27 March, 1977
[page contains entry from 10 April]
28 March, 1977
It is amazing how one adjusts to any situation-if you imagine the kind of desolation I am left in, that segregation since Friday when GM was taken away from here, total solitariness without books and newspapers (incidentally, I haven't received even the local papers supplied to us since today) you would think that the situation is impossible. But as I live under such condition, and live more or less without added anxiety, every situation however adverse is bearable and possible. What is surprising is that I have since the commencement of the solitary confinement become less anxious and mentally [less] disturbed. So far as psychological torture is concerned the govt has gone to the farthest limit. Of course . normal food is the last need to be supplied to us, although there has been considerable deterioration in the quality of food supplied to us-which is perhaps not intentional and may be due to the mismanagement of the local officers of the camp. If they think that I will break down by the application of such psychological pressure they are grievously mistaken. This may again be not intentional-this new condition of solitary confinement-only unimaginative policy of getting facts from us separately and then compare them for veracity. They don't understand because of their insensitive psychology that the method they have chosen to apply to us is . extreme form of psychological torture. In effect has been the very opposite to this purpose. It has all more strengthened us psychologically.

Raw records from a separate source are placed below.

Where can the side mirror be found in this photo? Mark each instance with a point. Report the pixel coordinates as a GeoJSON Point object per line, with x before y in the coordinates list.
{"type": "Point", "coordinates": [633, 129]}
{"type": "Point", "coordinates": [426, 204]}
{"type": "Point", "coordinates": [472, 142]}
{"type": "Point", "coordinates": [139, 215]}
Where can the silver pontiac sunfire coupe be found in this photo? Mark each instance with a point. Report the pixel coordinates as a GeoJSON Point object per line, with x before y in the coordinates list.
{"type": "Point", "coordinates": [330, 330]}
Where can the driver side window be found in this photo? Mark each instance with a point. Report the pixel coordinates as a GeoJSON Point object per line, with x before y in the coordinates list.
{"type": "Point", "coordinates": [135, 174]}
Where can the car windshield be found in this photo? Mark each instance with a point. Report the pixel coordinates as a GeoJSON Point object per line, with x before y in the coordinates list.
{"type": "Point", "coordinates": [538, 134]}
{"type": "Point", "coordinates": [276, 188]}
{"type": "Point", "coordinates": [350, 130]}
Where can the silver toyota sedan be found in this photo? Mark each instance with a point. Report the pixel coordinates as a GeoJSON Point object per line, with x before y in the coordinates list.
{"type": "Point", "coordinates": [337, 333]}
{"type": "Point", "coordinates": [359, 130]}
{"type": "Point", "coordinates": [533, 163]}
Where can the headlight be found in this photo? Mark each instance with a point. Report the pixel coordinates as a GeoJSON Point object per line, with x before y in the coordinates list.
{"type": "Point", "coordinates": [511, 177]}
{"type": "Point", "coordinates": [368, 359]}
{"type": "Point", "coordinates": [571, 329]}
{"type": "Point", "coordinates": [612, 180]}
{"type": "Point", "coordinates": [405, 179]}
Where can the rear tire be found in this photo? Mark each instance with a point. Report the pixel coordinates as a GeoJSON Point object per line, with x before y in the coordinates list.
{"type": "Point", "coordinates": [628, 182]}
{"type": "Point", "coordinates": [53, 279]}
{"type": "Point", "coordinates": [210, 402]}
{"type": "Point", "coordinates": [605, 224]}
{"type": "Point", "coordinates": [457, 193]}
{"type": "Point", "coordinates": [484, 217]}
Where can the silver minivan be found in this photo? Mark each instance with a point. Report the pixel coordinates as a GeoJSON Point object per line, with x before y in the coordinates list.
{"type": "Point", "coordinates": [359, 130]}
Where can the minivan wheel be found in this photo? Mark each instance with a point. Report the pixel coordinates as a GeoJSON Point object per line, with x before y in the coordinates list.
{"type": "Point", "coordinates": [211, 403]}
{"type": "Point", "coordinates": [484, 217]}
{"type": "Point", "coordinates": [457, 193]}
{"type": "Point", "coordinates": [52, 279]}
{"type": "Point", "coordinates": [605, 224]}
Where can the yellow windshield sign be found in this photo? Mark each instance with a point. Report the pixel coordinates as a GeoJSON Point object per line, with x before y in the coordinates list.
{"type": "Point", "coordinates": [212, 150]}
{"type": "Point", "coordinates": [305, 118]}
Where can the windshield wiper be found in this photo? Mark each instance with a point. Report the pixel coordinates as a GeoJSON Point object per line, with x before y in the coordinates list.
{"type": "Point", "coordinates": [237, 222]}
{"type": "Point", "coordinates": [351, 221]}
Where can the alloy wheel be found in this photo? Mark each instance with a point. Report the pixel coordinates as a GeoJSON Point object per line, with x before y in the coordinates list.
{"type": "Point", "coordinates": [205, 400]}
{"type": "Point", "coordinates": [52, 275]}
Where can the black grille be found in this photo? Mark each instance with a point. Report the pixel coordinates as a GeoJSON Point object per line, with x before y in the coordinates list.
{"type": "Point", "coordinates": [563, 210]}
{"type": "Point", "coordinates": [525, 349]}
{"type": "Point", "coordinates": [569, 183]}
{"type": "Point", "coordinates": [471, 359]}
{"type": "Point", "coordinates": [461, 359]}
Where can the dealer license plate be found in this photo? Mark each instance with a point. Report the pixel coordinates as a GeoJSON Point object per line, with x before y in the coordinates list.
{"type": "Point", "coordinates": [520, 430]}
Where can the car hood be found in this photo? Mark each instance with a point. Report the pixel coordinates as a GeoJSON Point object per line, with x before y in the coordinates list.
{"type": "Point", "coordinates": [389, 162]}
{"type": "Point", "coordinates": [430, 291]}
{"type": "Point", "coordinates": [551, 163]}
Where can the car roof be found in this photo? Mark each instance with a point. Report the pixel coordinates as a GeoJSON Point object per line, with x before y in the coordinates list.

In such a situation, it is very difficult, so difficult as to be only short of impossible, what I do is that I sleep. I had thought before that this capacity for infinite slumber had left me but no, I still have that capacity. I go to bed a little before 8 pm and leave the bed in the morning a little before 7 pm. It is not that I get sound sleep the whole time, but it is sleep all right-at least cessation of mental activities. In the afternoon, too, after lunch I lie down and try to get sleep for at least ? hour which I do get. Since GM's departure I have to do many chores, like washing the dishes three times a day, preparing tea two times day. I try to keep the dining table and room clean-GM was particular about cleanliess in his own way. I want to be in my own way. Then I have another capacity which stands me in good stead in such situations-I lapse into reverie and start day dreaming I also indulge in fantasies and also in mental abstraction-which operation takes some of my time. My practice used to be to count numbers-and repeat them over and over again, then I thought such counting of soulless units could be improved upon by mentally uttering the names of dear people over and over again repeteadly then it has .. me that I can repeat some mantras mentally to kill time. Writing is not part of this operation, writing being an exercise of mind, whereas what one needs is . repetitive operation with mind put in hibernation.
[contains entry from 31 March]
Exactly three months ago we landed in Kathmandu to be promptly put under arrest and lodged in the military detention camp. This was expected, I had told the people in India that most likely we would be kept incommunicado for three months, and thereafter condition of detention would be relaxed as even still better development of political nature would take place. But now it appears that we are in for a long detention, they have imposed fresh restraints and now since five days I am in solitary confinement. I told the camp commander Major it appeared the country was being ruled by small unimaginative men. What is most exasperating is that security guards have been reinforced. The new jail which was speedily constructed in record time working day and night for GM is fortified with high walls topped with naked electric wires that it appears that it was they, ie the army and police by their efforts could apprehend us with extreme difficulty. This elaborate and maximum security arrangement is amazing in the first place, as if the army, lazy and unused to its normal responsibility and suffering from some kind of ennui, suddenly woke up to a martial look which it wants to exact with elaborate care-partly as a relief to boredom and aware of its uselessness, and partly belated fulfilment of its martial responsibility. The ruler is unimaginative and the instrument of his authority, ie the army a bored organisation which need such occasional sharpening of its blades lest they are blunted through rest-this combination of unimaginativeness and ennui is extremely dangerous in a political authority.
From the enclosure of the compound of GM's new prison, I think it has a walled courtyard of the size of a middle class house on the northern side of which is a verandah leading to his cell and bathroom. The living space for him is too narrow and if he has to live in that jail for long it will be a great hardship for him as he needs an extensive area to do his constitutional walking morning and evening. Although his jail is adjacent to mine, both jail gates are about three yards apart and part of the security arrangement is common, There are two sets of persons looking after two of us and one set meant for one jail can't go to the other jail, This is a perhaps to prevent any possible communication between us. All this shows that the king has decided not to deal with us politically.